In a judgment rendered by its supreme formation on April 8, the European Court of Human Rights (ECHR) considered that compulsory vaccination was “necessary in a democratic society”. The institution had previously been contacted by parents of children refused by nursery schools for lack of vaccination in the Czech Republic.
In its judgment, the ECHR considers that the compulsory vaccination of children in the Czech Republic against nine diseases (diphtheria, tetanus, polio, etc.) does not constitute a violation of the provisions of the European Convention on Human Rights on “ right to respect for private life ”.
“The immunization policy pursues the legitimate objectives of protecting the health and the rights of others, in that it protects both those who receive the vaccines in question and those who cannot be vaccinated for certain reasons. medical “, underlined the Court.

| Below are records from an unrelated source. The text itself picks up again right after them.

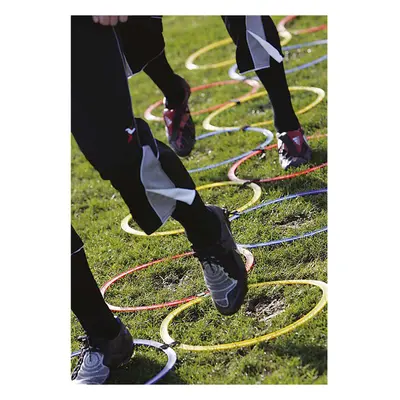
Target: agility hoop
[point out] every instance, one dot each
(269, 137)
(281, 28)
(318, 91)
(249, 265)
(255, 85)
(189, 63)
(249, 342)
(232, 171)
(279, 200)
(233, 74)
(257, 194)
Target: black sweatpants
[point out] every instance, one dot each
(249, 33)
(148, 174)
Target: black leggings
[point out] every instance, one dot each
(114, 143)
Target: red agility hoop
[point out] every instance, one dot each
(282, 28)
(255, 85)
(233, 177)
(249, 265)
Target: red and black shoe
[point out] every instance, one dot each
(293, 148)
(179, 125)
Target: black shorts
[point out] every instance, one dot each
(141, 40)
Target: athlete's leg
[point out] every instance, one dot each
(150, 177)
(144, 48)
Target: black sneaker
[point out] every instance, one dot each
(224, 270)
(179, 125)
(98, 356)
(293, 148)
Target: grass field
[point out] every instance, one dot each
(299, 357)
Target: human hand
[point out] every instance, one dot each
(109, 20)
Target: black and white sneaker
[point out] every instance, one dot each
(224, 271)
(98, 356)
(293, 148)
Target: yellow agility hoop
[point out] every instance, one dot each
(189, 63)
(320, 305)
(318, 91)
(257, 194)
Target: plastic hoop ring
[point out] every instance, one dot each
(251, 82)
(269, 137)
(320, 96)
(279, 200)
(160, 346)
(240, 77)
(249, 265)
(281, 28)
(257, 194)
(227, 346)
(234, 178)
(189, 63)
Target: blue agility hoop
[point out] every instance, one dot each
(151, 343)
(268, 134)
(284, 240)
(237, 76)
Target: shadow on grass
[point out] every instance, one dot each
(140, 370)
(312, 355)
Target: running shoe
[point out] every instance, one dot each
(224, 271)
(293, 148)
(98, 356)
(179, 125)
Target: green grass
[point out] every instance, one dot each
(299, 357)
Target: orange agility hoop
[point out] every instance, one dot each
(249, 265)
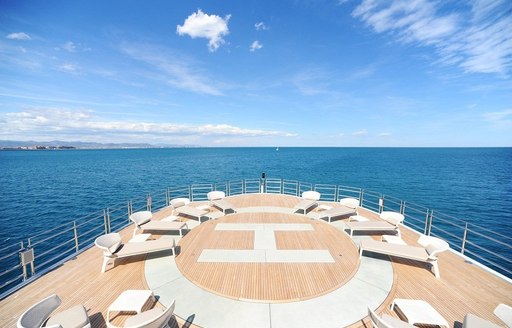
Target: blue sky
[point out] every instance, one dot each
(258, 73)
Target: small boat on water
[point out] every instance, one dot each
(267, 253)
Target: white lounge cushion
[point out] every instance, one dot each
(141, 217)
(36, 315)
(311, 195)
(75, 317)
(392, 217)
(179, 202)
(215, 195)
(109, 242)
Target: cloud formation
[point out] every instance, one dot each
(62, 122)
(69, 46)
(260, 26)
(19, 36)
(201, 25)
(480, 42)
(360, 133)
(256, 45)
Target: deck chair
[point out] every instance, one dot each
(348, 207)
(216, 198)
(387, 321)
(143, 222)
(309, 199)
(39, 314)
(427, 254)
(154, 318)
(113, 248)
(181, 206)
(391, 222)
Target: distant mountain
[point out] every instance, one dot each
(81, 144)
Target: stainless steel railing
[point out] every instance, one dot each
(56, 245)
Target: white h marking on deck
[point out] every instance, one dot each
(265, 249)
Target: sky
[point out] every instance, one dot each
(333, 73)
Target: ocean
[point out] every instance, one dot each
(42, 189)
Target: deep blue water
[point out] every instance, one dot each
(39, 189)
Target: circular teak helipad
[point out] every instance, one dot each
(267, 257)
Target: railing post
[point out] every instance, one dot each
(75, 231)
(105, 223)
(148, 202)
(108, 219)
(22, 248)
(430, 222)
(427, 217)
(463, 248)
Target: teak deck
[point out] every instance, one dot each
(463, 287)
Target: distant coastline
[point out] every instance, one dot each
(71, 145)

As reported by AFP, the institution declared that those who were not vaccinated were “dependent on collective immunity to protect themselves against the serious contagious diseases in question”. “[La République tchèque] therefore enjoys a wide margin of appreciation in this context, “continued the Grand Chamber of the court, whose decisions cannot be appealed, considering that” the best interests of the children must prevail. in all decisions that concern them ”.
In the present case, if “the non-admission of the applicant children to kindergarten [a] involved for them the loss of a crucial opportunity to develop their personality […] it was a preventive measure rather than punitive whose effects were limited in time ”, ruled the ECHR.
For its part, the World Health Organization (WHO) recently criticized the “unacceptable” slowness of vaccination against Covid-19 in Europe, faced with the “most worrying” epidemic situation for “months”. “The slow pace of vaccination prolongs the pandemic,” lamented on April 1 the European branch of the UN organization, stressing that the number of new cases in Europe has risen sharply over the past five weeks.